The impossible thing is that you can’t discuss the real issue here because that would involve admitting that it actually has nothing to do with veganism and everything to do with you growing as people in different directions and not knowing what that means for the future of your friendship. Friendships are built on shared experiences, shared values, understanding and loyalty. Some will weather many a storm and some will sink. Perhaps only time will really tell but in the meantime there are several things we can do to try and maintain as strong a foothold as possible:
– Reassure these friends that you are still the same person – you just make slightly different choices when it comes to what you consume now.
– Reassure these friends that you really are not judging them. These are your choices and yours alone and you only arrived at these choices after carrying out a huge amount of research and finding out things that you’d never even suspected. So why would anyone else feel the same way you did if they hadn’t read/seen/learned what you have? You certainly don’t expect anyone else to change over night just because you have. Remind them that you ate exactly what they are eating very happily for 30 odd years (or whatever it was!) so you are in no place to cast judgement on anyone else.
– If they do ask questions, show that you appreciate their curiosity and try to engage with them and answer without being patronising, dismissive or emotional. Keep it light and if it looks like it’s getting heavy, suggest that you ping them some links to documentaries, books, websites etc that will explain it far better than you can!

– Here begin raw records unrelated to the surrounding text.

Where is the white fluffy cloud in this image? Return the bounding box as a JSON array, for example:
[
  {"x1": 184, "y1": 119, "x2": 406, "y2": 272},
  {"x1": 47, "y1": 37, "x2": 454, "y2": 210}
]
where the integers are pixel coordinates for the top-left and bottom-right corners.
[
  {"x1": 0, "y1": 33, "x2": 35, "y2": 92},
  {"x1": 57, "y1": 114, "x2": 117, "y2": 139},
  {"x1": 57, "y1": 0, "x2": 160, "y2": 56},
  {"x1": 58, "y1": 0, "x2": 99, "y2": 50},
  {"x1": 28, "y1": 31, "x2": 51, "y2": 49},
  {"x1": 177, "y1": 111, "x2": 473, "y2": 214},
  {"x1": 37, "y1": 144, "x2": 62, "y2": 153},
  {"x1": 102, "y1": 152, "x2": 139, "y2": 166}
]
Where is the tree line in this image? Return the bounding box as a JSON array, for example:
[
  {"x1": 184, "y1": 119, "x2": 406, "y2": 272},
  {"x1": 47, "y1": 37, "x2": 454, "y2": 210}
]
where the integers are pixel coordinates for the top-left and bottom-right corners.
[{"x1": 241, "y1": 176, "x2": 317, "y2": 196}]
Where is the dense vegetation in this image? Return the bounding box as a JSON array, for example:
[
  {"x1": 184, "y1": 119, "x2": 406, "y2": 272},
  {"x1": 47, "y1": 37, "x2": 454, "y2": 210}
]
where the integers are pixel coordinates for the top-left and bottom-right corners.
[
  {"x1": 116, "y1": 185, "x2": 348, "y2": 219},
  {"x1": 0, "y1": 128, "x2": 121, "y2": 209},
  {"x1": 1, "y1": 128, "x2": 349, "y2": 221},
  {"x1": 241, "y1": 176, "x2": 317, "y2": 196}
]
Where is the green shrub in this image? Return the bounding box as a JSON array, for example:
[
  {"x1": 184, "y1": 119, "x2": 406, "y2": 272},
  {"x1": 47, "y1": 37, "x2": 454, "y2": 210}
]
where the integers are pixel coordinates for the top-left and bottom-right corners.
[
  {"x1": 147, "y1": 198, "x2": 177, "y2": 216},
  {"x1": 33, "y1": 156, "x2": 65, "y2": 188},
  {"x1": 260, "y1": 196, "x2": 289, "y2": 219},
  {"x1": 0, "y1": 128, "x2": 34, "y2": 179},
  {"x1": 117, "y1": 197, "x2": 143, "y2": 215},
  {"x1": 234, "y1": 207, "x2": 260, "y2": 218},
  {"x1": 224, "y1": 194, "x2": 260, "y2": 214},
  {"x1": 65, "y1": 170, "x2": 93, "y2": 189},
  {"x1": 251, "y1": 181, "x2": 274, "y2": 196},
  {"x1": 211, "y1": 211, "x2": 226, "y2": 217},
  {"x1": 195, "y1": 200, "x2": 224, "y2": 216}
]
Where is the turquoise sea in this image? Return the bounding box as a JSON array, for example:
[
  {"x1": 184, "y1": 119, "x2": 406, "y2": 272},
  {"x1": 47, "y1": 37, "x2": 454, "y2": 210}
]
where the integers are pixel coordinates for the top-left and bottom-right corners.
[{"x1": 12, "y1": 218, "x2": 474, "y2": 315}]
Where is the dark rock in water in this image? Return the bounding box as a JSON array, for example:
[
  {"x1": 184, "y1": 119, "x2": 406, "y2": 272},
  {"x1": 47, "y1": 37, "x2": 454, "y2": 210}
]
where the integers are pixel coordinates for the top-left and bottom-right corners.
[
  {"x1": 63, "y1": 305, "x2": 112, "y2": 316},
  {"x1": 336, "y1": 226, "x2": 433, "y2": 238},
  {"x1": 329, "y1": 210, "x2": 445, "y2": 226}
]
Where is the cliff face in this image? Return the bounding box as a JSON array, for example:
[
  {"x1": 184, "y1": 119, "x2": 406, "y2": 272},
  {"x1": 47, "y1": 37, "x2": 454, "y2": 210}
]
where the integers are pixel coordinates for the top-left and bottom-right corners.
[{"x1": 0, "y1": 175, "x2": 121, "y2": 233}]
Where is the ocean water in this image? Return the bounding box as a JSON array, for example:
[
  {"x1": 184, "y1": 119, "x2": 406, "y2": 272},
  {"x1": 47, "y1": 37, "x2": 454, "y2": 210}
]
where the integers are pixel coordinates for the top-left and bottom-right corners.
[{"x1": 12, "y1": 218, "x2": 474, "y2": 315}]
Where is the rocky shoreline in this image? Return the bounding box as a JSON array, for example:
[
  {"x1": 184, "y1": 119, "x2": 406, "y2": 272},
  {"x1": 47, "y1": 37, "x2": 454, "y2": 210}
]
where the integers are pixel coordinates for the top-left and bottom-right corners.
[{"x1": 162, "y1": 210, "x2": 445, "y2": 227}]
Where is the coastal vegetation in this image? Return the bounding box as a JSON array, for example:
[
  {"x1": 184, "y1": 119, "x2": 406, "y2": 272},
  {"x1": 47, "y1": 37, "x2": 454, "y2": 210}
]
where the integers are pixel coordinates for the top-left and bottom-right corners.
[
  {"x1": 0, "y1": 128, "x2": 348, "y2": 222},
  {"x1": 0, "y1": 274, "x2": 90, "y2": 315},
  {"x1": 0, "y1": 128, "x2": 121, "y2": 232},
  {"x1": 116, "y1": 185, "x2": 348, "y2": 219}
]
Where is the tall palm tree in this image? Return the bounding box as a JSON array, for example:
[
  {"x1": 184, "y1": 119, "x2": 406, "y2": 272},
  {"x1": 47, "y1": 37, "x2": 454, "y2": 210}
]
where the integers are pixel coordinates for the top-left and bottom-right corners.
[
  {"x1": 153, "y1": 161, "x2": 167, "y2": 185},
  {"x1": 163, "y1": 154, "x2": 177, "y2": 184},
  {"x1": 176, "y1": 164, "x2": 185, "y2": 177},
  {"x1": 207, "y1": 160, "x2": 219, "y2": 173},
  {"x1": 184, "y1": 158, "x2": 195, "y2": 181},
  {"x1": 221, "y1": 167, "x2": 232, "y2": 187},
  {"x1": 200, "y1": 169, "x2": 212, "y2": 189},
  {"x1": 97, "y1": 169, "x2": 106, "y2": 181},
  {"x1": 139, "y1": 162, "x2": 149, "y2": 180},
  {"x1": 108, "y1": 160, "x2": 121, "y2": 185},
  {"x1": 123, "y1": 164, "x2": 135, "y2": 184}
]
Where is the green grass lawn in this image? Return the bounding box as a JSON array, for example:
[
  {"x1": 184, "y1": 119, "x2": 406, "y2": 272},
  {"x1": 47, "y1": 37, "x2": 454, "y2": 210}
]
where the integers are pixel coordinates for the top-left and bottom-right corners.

– Remember that this is their issue and not yours. Their anger at your decision to be vegan has nothing to do with the reasons why you’ve decided to be a vegan and everything to do with their struggle to accept that it is nothing personal – it is not an indictment of your friendship or a judgement on them as a person. Hopefully once they see that you still value their opinion, respect their views and cherish their friendship, they will be able to accept your choices without feeling threatened or judged by them.
– Give it time. The first few times you hang out together are always the hardest. Once your friends can see that this isn’t a passing fad or some pretentious thing you like the look of but don’t really understand, they will slowly begin to accept it whether they agree with it or not. The trick is not to let it derail your friendship in the interim!